Fuentes conocedoras de las reuniones mantenidas por separado con patronal y sindicatos aseguran que los examinadores de la Comisión dejaron muy clara su insistencia en que la reforma laboral fuera acordada entre la patronal y los sindicatos, con el objetivo principal de que dure en el tiempo.

De hecho, en un momento dado los responsables comunitarios explicaron que el pacto era sumamente importante porque, a su entender, se trata de una “reforma de país” que debe llevarse a cabo y perdurar en el tiempo aunque el Gobierno cambie de color.

Otras fuentes consultadas aseguran que este interés de la Comisión porque la reforma laboral se haga con el respaldo social haría que Bruselas esté dispuesta a flexibilizar el plazo fijado y llevarlo más allá de fin de año si las negociaciones prosperan y llegan a buen puerto. Si bien, este retraso en los plazos conllevaría también un aplazamiento del ingreso de los 10.000 millones prometidos para antes de que termine el ejercicio.

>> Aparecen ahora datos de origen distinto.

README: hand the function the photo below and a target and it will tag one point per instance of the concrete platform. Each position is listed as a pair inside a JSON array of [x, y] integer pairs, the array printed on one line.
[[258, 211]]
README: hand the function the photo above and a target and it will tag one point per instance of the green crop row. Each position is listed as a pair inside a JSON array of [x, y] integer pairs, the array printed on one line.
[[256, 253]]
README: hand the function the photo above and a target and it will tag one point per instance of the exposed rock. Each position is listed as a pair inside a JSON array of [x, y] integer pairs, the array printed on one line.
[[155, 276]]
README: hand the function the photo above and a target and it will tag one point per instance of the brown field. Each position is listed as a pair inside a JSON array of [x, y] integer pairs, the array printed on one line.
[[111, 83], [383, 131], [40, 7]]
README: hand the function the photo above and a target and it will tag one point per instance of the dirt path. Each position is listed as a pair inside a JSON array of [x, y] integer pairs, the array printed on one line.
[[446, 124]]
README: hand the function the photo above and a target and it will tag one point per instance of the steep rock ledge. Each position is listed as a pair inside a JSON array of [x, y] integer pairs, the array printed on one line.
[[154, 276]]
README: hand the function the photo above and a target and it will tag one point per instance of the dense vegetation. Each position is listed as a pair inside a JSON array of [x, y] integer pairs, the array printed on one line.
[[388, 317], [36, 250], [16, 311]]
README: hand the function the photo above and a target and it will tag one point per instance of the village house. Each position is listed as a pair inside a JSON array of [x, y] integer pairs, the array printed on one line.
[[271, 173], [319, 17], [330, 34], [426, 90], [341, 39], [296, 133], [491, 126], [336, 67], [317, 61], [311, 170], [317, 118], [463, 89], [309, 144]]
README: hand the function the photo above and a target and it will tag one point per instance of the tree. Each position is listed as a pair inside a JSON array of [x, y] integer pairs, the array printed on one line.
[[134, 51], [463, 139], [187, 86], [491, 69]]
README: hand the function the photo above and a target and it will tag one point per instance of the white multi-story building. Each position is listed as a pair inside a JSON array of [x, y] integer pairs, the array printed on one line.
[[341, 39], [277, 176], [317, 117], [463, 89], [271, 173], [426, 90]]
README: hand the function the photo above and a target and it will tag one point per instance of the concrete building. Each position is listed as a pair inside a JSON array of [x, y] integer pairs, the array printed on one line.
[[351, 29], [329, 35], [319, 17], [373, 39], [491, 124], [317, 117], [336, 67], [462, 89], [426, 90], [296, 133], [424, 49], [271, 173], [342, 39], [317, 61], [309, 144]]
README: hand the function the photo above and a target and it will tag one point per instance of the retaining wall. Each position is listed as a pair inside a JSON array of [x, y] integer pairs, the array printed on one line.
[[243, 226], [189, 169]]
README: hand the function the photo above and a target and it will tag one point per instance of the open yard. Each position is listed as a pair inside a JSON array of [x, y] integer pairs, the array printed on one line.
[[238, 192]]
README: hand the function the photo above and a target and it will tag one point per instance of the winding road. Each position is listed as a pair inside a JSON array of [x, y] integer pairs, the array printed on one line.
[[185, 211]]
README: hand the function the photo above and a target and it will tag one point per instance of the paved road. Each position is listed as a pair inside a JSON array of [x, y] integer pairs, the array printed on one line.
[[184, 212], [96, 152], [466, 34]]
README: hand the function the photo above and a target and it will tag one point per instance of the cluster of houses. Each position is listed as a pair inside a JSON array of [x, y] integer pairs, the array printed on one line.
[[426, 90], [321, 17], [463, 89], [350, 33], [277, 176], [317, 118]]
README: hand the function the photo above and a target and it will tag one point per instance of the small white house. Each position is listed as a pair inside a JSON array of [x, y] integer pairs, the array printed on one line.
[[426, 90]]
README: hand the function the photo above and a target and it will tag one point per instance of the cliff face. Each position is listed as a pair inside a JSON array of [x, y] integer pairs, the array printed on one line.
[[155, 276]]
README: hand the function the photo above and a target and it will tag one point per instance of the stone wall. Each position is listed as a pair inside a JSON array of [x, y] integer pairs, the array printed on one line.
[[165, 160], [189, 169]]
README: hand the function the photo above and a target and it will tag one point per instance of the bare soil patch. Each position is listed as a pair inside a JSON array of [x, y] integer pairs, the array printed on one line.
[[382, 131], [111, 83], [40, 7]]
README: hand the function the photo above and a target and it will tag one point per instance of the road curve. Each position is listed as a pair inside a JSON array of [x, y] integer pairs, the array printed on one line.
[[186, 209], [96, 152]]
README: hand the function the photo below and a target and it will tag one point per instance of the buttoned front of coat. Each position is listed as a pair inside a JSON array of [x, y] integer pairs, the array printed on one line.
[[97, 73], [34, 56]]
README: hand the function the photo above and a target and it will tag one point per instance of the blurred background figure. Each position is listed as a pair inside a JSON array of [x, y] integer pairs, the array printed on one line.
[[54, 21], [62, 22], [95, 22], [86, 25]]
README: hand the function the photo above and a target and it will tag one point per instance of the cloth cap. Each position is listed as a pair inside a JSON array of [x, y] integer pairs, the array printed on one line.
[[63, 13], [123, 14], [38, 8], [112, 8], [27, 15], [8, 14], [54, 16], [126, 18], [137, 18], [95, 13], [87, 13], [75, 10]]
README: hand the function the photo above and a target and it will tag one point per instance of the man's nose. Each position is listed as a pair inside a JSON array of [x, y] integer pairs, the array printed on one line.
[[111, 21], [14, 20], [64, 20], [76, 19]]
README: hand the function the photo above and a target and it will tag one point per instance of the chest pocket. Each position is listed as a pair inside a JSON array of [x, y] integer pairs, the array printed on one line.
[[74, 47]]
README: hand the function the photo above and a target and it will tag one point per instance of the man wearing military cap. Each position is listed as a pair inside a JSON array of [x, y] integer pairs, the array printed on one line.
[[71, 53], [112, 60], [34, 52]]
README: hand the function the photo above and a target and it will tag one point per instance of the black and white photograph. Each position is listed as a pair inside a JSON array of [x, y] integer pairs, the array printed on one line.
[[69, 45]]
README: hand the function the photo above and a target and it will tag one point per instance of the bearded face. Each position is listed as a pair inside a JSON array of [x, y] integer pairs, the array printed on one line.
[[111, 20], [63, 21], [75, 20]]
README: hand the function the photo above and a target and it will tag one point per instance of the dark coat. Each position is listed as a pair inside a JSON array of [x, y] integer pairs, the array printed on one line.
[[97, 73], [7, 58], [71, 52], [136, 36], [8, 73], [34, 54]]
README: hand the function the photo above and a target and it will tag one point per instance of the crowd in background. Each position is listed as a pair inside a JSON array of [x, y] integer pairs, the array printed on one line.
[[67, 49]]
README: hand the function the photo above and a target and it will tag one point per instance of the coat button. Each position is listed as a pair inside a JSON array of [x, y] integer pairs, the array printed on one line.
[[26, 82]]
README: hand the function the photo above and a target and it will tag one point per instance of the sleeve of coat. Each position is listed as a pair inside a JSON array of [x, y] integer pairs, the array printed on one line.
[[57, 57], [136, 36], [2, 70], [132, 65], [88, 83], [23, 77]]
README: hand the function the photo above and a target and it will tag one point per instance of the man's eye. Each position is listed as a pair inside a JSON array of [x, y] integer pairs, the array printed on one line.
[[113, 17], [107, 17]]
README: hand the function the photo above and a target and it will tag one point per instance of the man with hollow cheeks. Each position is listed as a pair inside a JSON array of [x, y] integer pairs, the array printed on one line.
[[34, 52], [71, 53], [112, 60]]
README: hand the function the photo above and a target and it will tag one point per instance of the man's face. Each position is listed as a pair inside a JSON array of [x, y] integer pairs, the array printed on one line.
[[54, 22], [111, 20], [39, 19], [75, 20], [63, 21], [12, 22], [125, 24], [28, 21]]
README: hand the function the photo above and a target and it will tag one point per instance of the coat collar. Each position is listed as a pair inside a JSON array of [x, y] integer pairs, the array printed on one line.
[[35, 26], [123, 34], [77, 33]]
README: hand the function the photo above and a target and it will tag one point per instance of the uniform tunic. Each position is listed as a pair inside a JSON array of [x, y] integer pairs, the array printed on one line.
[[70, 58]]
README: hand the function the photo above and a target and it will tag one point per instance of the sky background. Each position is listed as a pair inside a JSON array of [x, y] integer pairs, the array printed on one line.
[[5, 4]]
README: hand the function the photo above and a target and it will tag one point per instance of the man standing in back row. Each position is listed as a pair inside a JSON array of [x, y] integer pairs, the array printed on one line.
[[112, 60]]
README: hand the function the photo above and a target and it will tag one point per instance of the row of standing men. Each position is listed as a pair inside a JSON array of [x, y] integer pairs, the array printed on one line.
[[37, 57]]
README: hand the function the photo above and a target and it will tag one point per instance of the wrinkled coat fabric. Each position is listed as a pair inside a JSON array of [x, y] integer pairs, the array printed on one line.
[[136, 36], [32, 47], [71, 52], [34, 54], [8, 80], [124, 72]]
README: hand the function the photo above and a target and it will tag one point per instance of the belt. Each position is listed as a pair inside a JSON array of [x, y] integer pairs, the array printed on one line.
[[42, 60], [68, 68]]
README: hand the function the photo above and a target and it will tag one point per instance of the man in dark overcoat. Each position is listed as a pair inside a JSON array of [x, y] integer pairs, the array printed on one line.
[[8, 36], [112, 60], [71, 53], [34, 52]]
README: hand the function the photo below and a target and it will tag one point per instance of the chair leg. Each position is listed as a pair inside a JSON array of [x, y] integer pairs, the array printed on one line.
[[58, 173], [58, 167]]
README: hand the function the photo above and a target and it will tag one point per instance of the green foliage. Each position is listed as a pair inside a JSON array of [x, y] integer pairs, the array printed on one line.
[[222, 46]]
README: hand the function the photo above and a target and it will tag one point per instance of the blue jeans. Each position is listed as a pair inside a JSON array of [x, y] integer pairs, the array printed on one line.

No obstante, todo apunta a que el Gobierno no estaría de acuerdo con retrasar el ingreso de estos fondos, sobre todo en un escenario de recuperación mundial y nacional aún incierto y con un repunte inflacionista, además de un elevado endeudamiento de la economía española. Esto explicaría que, preguntados por la posibilidad de que Bruselas haya comunicado a los negociadores que tienen más plazo para seguir negociando, en el Ministerio de Trabajo aseguren que no les consta.

La preocupación de la Comisión Europea entronca con los pocos detalles que el Gobierno trasladó a Bruselas acerca de la reforma en ciernes. Los cambios planteados hasta la fecha pasan por reducir a tres los tipos de contrato (indefinido, temporal justificado y formativo); transformar los ERTE en una herramienta de flexibilidad estructural con formación a los afectados, o potenciar las políticas activas de empleo. Hasta ahí, ningún problema aparente. Más espinoso resultará consensuar la revisión de la última reforma laboral en lo relativo a negociación colectiva, donde se plantea recuperar la ultraactividad de convenios; devolver la prevalencia de la negociación sectorial sobre la de empresa y endurecer la modificación de condiciones.

El Ejecutivo comunitario, en una misiva enviada antes de verano a Trabajo, fijó algunos objetivos que debe cumplir el sistema de negociación colectiva. Bruselas, en concreto, pide que los grandes cambios previstos en el componente 23 se lleven a cabo con respeto al diálogo social y con “un enfoque integral que equilibre la necesidad de flexibilidad y la de seguridad en el mercado de trabajo”.

En el documento, además, la Comisión pide al equipo de Yolanda Díaz un informe ex ante, es decir, previo a que se presente la reforma oficial sobre la negociación colectiva, en el que se muestren “las carencias de la legislación vigente en materia de convenios colectivos”, esto es, en la reforma laboral de 2012 del Partido Popular (PP).

Los miembros de la Comisión tuvieron oportunidad de constatar el miércoles que el acuerdo entre patronal, sindicatos y Gobierno no está ni mucho menos cerca. Las partes mantienen sus posturas respectivas desde el documento de propuestas enviado por Trabajo en julio y que ya en su día despertó fuerte rechazo de los empresarios por el modelo de contratación que propone el Ejecutivo y por la vuelta atrás en la flexibilidad interna logrados en la reforma de 2012, que afectan a la modificación sustancial de las condiciones laborales y a otras cuestiones relativas a la negociación colectiva.

Yolanda Díaz ha reiterado que perseguirá el acuerdo hasta el final, aunque, al mismo tiempo, también ha sugerido que el Ejecutivo sacaría adelante la reforma laboral igualmente en el caso de que no hubiera pacto. Y esto es precisamente lo que parece temer Bruselas, que en su último informe sobre España ya pedía, entre otras cosas, que se conservasen los mecanismos de flexibilidad interna en las empresas de la reforma de 2012.